“Some debts are fun when you are acquiring them, but none are fun when you set about retiring them.”
– Ogden Nash –
Part of the process of building wealth is freeing yourself from financial debt. The grueling process of paying down debt isn’t an easy task, but one that must be completed in order to continue down the path to financial freedom. It’s obvious that the sooner you pay it off, the more you’ll have to put towards your investment portfolio. However, I don’t believe you should wait until your debt free to begin investing.
The process of paying off debts can and often does take years to accomplish. My personal belief is that you should pay yourself first as if you’re one of your creditors and put that money to work for you while the rest goes towards your debt free goal.
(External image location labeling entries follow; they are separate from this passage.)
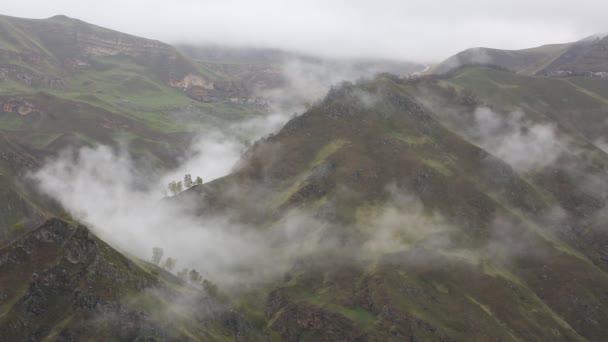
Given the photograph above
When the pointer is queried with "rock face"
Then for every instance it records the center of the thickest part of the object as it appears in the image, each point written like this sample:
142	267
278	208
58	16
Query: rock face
60	281
65	45
17	105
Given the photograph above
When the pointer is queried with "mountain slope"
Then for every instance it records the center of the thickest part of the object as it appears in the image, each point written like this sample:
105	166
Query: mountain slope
60	282
481	253
66	83
422	230
584	58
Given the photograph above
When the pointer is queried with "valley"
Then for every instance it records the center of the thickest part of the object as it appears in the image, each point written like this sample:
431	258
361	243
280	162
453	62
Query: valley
340	199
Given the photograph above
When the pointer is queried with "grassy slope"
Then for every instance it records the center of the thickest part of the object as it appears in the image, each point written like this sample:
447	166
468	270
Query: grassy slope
461	289
115	97
60	281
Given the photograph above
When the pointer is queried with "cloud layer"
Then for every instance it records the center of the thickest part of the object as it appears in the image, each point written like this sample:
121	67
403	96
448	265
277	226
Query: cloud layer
416	30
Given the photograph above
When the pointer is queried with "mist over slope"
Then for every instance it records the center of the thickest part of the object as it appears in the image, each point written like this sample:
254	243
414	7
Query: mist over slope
367	216
584	58
464	206
67	83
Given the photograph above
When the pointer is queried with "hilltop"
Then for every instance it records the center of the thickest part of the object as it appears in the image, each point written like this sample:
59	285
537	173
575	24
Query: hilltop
584	58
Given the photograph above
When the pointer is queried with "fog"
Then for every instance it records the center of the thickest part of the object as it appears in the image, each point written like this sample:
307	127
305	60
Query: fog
425	31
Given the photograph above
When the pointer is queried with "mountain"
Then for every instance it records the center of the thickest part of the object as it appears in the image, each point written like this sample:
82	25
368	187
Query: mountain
466	205
60	282
66	83
416	219
428	231
585	58
261	70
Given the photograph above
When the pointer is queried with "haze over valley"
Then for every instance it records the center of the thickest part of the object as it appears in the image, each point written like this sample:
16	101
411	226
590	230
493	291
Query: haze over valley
322	183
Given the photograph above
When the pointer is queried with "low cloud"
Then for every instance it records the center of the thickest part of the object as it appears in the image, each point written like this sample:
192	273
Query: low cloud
525	145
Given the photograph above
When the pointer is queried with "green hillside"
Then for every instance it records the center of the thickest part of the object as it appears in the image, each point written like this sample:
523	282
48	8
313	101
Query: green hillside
477	255
64	82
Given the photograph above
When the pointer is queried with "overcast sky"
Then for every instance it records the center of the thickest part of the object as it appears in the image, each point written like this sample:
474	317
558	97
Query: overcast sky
424	30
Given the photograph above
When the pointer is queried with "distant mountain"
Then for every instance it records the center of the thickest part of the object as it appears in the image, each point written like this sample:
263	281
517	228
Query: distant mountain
64	82
479	238
584	58
260	70
465	205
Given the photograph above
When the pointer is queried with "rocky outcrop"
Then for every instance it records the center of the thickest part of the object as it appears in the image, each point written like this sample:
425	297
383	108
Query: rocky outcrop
17	105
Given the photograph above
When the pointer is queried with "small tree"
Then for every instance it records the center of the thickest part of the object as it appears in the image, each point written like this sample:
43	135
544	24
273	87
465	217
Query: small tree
188	181
211	288
173	187
183	274
157	255
169	264
195	277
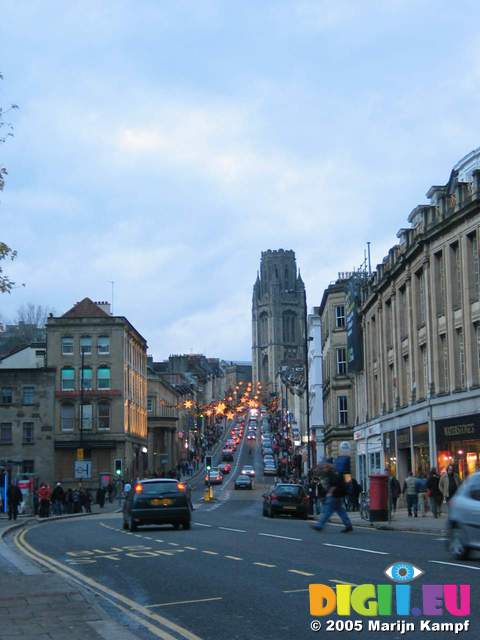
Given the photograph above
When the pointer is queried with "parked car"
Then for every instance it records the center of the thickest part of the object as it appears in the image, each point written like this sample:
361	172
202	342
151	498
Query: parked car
290	499
156	501
464	518
243	482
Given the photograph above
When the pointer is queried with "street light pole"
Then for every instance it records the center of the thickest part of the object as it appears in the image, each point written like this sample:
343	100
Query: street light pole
307	384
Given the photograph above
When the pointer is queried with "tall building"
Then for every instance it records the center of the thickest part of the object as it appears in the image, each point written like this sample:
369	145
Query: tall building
278	312
100	394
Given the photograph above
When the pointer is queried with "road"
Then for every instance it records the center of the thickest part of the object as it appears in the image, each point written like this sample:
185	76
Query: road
236	574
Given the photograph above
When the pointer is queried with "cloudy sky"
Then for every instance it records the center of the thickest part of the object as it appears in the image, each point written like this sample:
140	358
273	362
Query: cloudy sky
164	144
As much as I desire to live debt free as soon as possible, I also know the benefit of compound interest working in my favor over time. So I choose to build wealth and pay down debt in tandem. I know that this goes against the preaching of financial gurus like Dave Ramsey who believes you should be debt free before you begin investing. But, I follow the principle of the richest man in babylon that “part of what I earn is mine to keep” and put that to work for me now.
From my experience, the hardest part of paying down debt isn’t a money issue, it’s a self discipline issue. It’s so easy to give into the temptation of “I have to have it now” rather than practicing delayed gratification. But my determination and commitment to building wealth make it easier to resist.
When we decide to go into debt, our present self isn’t taking into accountability to the affects it will have on our future self. We take for granted that we’ll always have an income to make those “affordable payments”. But what we don’t factor in is that unexpected issues occur and if we’re not properly prepared by having an emergency fund set aside while setting up multiple streams of income, we become extremely vulnerable. This is why we’re on the path to financial freedom.
As a reader of this blog, I urge to to set financial goals today if you haven’t done so already. Make those goals definitive and give yourself a timeline to accomplish them. Vague goals like “I want to be debt free someday” aren’t good enough. Strive for specific targets and dates such as “Have the capital one credit card paid off by January 1, 2021”. This way it’s a measurable goal.
The other thing I want to discuss while enduring this grueling task to become debt free is commitment. I think we often confuse determination with commitment, but they are not one in the same. Determination is the unwavering decision making part, while commitment is the pledge to the course of taking action.
Make a pledge to yourself that it’s normal to live in debt is pure B.S.! The only exception that comes to mind is real estate which is considered “good debt” but has it’s risks as well. Otherwise debt is a burden that should be avoided at all costs (pun intended).
It’s grueling, but staying focused on the end result makes enduring the debt elimination process tolerable. There are countless articles, videos and podcasts on click bait title “ways to become debt free”… but the ONLY way to become debt free is to remain vigilant.
One last thing I want to say is that debt free does not equate to being financially free. Just because you don’t have debts to pay once achieved doesn’t mean there still aren’t cost of living expenses that need to be met. Until you have enough income saved and multiple streams of income other than working a job, you aren’t financially independent.
As I like to always say… “the journey begins with the first step”.